Rentals redux.
It's hard to describe today's rampaging rental market without sounding like an old-time radio reporter covering King Kong as he scales his way to the top of the Empire State Building, Fay Wray in one hand, swatting buzzing fighter planes with the other.
Yes, something very big is out there, as I said in my last newsletter, something with profound long-term implications for local real estate. Nothing I've seen since has changed my mind. On the contrary.
Get hundreds of phone calls and emails for a rental single-family home that just four years ago got nothing more than polite applause, and it's obvious that something is up: demand for rentals, and rents along with it. This chart, based on MLS data, confirms it:
And it's not just my rentals that are going quickly and for top dollar. A quick check of the Sharon Green Apartments Web site reveals that, aside from a handful of always-hard-to-rent 3-bedroom/2-bath units, only two of their (very expensive) apartments out of 296 are even on notice, and none are vacant. Their vacancy rate is effectively 0 percent. 2 percent is great.
What's happening? That regularly recurring feature, the Silicon Valley recovery.
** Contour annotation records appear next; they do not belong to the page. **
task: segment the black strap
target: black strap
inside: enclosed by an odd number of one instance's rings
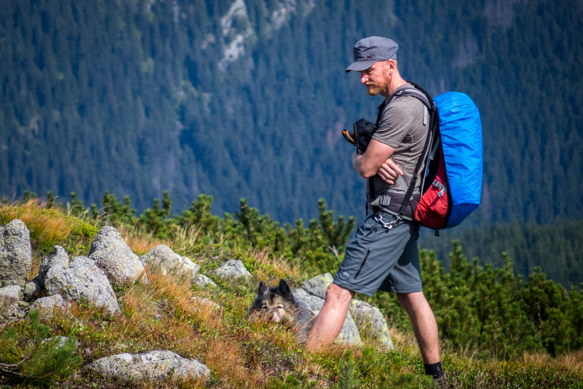
[[[405,212],[407,211],[407,207],[409,206],[409,203],[411,199],[411,196],[413,195],[413,192],[415,189],[415,184],[417,183],[417,176],[419,173],[419,169],[421,168],[421,166],[423,164],[423,161],[426,159],[426,155],[427,152],[427,148],[429,145],[429,141],[431,138],[431,134],[433,133],[434,127],[437,124],[436,118],[436,113],[437,113],[437,109],[436,107],[435,103],[433,102],[433,99],[431,99],[431,96],[426,92],[423,88],[417,85],[414,82],[411,81],[408,81],[409,83],[413,86],[413,87],[417,90],[406,90],[406,88],[403,88],[395,93],[393,93],[388,100],[385,100],[382,104],[381,104],[378,107],[378,116],[377,117],[377,125],[378,125],[378,122],[381,120],[381,116],[382,113],[382,111],[384,110],[386,105],[390,104],[391,101],[397,97],[404,97],[406,96],[411,96],[416,97],[419,100],[420,100],[426,107],[427,107],[427,110],[429,111],[429,123],[427,127],[429,130],[427,131],[427,136],[425,138],[425,144],[423,145],[423,150],[421,153],[421,157],[417,161],[417,164],[415,165],[415,170],[413,173],[413,178],[411,179],[411,182],[409,185],[409,187],[407,188],[407,192],[405,193],[405,199],[403,201],[403,204],[401,205],[401,209],[399,211],[399,215],[398,218],[399,219],[402,219],[403,216],[405,216]],[[371,195],[374,196],[375,193],[374,191],[374,185],[373,184],[373,177],[370,177],[369,184],[369,189],[372,192]],[[376,207],[374,207],[376,208]],[[378,210],[374,209],[375,213],[378,213],[380,211],[380,208]]]
[[[385,107],[387,106],[387,104],[388,104],[387,101],[385,100],[382,101],[382,104],[381,104],[378,106],[378,115],[377,115],[377,128],[378,127],[379,122],[381,121],[381,118],[382,117],[382,111],[385,110]],[[374,180],[373,179],[374,177],[374,176],[371,176],[371,177],[368,177],[368,190],[370,191],[371,198],[374,198],[377,195],[377,194],[374,191]],[[373,210],[374,208],[374,207],[373,207]],[[368,209],[368,208],[367,209]],[[375,211],[375,212],[378,212],[378,211]]]
[[[435,121],[430,120],[430,123],[433,123]],[[427,152],[427,147],[429,145],[429,139],[431,138],[431,134],[432,132],[433,125],[429,126],[429,131],[427,132],[427,136],[425,138],[425,144],[423,145],[423,150],[421,152],[421,157],[417,161],[417,164],[415,165],[415,170],[413,172],[413,178],[411,178],[411,183],[409,184],[409,188],[407,188],[407,192],[405,195],[405,199],[403,201],[403,204],[401,205],[401,208],[399,211],[399,215],[401,218],[405,216],[405,213],[407,211],[407,207],[409,206],[409,201],[411,199],[411,196],[413,195],[413,191],[415,188],[415,184],[417,183],[417,176],[419,173],[419,169],[421,168],[421,165],[423,164],[423,161],[425,160],[424,157],[425,155]]]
Compare the steep price curve of 2006 with that of 1995 and you'll see why I say this feels a lot like Spring 1995, when the new hires of a resurgent Silicon Valley's beat the bushes for rental housing.
Something else is going on too, and it's ironic when you consider that the rental boom of 1995 set the stage for the hot sales market of 1998 to 2000. Today, many who only a year or two ago would've been first-time buyers are scared away from the sales market by rising rates, rising prices and rising bubble hot air. That's ironic because, if our market holds true to form, many of the new hires now driving up rents will, in a few years, be driving up home prices. That's how it's always worked.
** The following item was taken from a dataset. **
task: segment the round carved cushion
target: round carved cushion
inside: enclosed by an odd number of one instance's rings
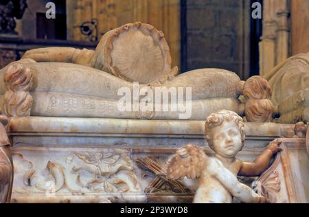
[[[168,77],[171,64],[163,32],[141,23],[126,24],[105,34],[91,62],[94,68],[143,84]]]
Oh yeah, I forgot, this time it's different. Think Redd Foxx as Fred Sanford, clutching his chest and hollering "This time it's the big one!". Plummeting home values will send over-extended homeowners to the soup kitchens, anarchy will prevail and armored cars will patrol our strife-torn streets.
"Then I'll buy."
Well, keep a good thought. By the way, I wonder when they'll start calling this a rental bubble?